Dictionary Comprehension

# Comprehension for First 10 Numbers and Their Squares
numbers_and_squares = {i: i**2 for i in range(1, 11)}
print("Numbers and Their Squares:", numbers_and_squares)

# Items in distances Dictionary
distances = {'delhi': 1000, 'mumbai': 2000, 'bangalore': 3000}
print("Items in distances Dictionary:", distances.items())

# Comprehension using Existing Dictionary (Converting distances from km to miles)
distances_miles = {key: value * 0.62 for (key, value) in distances.items()}
print("Distances in Miles:", distances_miles)

Explanation:

  • The first comprehension creates a dictionary (numbers_and_squares) with keys as the first 10 numbers and values as their squares using the expression i: i**2 in the comprehension.
  • The second print statement shows the items in the distances dictionary.
  • The third comprehension (distances_miles) uses the existing distances dictionary to create a new dictionary with the same keys but values converted from kilometers to miles using the expression value * 0.62.

Using zip for Dictionary Comprehension:

# Using zip to create a dictionary of days and temperatures in Celsius
days = ["Sunday", "Monday", "Tuesday", "Wednesday", "Thursday", "Friday", "Saturday"]
temp_C = [30.5, 32.6, 31.8, 33.4, 29.8, 30.2, 29.9]
days_and_temps = {day: temp for (day, temp) in zip(days, temp_C)}
print("Days and Temperatures (Celsius):", days_and_temps)

Using if Condition in Dictionary Comprehension:

# Using if condition to filter products with non-zero quantities
products = {'phone': 10, 'laptop': 0, 'charger': 32, 'tablet': 0}
non_zero_products = {key: value for (key, value) in products.items() if value > 0}
print("Non-Zero Quantity Products:", non_zero_products)

Explanation:

  • The first example uses zip to create a dictionary (days_and_temps) where keys are days and values are temperatures in Celsius.
  • The second example utilizes an if condition to filter out products with zero quantities, resulting in a dictionary (non_zero_products) containing only products with a quantity greater than 0.

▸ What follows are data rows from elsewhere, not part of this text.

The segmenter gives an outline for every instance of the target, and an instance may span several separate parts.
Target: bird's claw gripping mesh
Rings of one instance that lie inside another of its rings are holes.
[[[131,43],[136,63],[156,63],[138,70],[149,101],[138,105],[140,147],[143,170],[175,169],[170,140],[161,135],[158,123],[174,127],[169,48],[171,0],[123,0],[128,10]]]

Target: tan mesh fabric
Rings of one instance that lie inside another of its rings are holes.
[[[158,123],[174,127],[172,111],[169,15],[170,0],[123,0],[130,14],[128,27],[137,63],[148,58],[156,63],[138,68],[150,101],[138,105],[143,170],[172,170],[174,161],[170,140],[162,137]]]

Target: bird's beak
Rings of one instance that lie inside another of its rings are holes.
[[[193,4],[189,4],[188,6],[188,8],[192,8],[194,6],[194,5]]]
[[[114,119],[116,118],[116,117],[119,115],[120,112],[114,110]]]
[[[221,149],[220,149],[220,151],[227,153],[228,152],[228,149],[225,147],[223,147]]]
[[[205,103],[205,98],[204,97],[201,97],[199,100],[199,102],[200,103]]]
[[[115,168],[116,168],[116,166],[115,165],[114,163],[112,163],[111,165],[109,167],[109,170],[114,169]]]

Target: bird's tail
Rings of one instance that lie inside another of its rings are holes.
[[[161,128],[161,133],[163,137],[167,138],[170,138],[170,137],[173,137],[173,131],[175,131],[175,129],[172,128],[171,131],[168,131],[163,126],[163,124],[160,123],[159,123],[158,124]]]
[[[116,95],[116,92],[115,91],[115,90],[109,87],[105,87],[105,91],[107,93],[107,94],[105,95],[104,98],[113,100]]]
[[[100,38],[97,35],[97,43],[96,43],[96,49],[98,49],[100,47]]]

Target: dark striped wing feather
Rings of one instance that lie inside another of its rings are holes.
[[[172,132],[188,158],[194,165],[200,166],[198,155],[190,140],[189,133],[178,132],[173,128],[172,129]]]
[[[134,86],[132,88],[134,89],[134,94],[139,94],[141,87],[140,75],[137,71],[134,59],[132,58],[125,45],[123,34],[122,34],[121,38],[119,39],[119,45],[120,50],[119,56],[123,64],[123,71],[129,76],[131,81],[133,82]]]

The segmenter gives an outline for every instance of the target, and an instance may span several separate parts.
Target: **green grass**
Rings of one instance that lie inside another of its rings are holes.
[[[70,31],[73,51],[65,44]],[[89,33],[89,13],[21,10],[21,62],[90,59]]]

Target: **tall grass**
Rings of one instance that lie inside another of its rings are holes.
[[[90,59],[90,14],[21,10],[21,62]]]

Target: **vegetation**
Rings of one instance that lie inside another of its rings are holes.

Nested Comprehension to Print Tables:

# Nested Comprehension to print tables of numbers from 2 to 4
tables = {i: {j: i * j for j in range(1, 5)} for i in range(2, 5)}
print("Tables of Numbers from 2 to 4:")
print(tables)

Output:

Tables of Numbers from 2 to 4:
{
  2: {1: 2, 2: 4, 3: 6, 4: 8},
  3: {1: 3, 2: 6, 3: 9, 4: 12},
  4: {1: 4, 2: 8, 3: 12, 4: 16}
}

Explanation:

  • The nested comprehension {i: {j: i * j for j in range(1, 5)} for i in range(2, 5)} generates a dictionary where the outer keys are numbers from 2 to 4, and the inner dictionaries represent the tables for each number from 1 to 10.
  • The resulting tables dictionary contains the tables of numbers 2, 3, and 4 up to the multiplier 4.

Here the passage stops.